1- The tones are somewhat square-waved. Or perhaps triangle-waved. This adds a lot of harmonics that make it sound sort of "crunchy".

2- It sounds very unprocessed. Rather than sounding like a keyboard through an amplifier that is then mic'ed and recorded, this sounds like it is being generated by the playback device. I don't know the technical terms to how to describe this. Sort of like how a recording of a phone ringing sounds different than an actual phone ringing. There are no "room" acoustics on the track.
posted by gjc at 4:56 AM on January 12, 2013 [1 favorite]

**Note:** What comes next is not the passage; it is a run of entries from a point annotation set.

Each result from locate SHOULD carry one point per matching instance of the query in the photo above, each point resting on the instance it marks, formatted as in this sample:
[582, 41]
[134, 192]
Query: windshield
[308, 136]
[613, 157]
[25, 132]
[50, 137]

Sounds like the some of the tracks are doubled (i.e. two identical copies of a part 'pasted' into different parts of the stereo field, usually left and right), which can give a more in your face sort of 'hotter' sound. Also it sounds like there isn't much reverb added, which confers a sort of 'closeness' to the sound, i.e. you're in a room with the music instead of in a hall watching it from afar.

The chords and harmonies themselves, while quite cool, aren't, I don't think, responsible for the 'earfeel.' I think production techniques are.
posted by TheRedArmy at 11:05 AM on January 12, 2013 [1 favorite]


Response by poster: thanks for the comments everybody!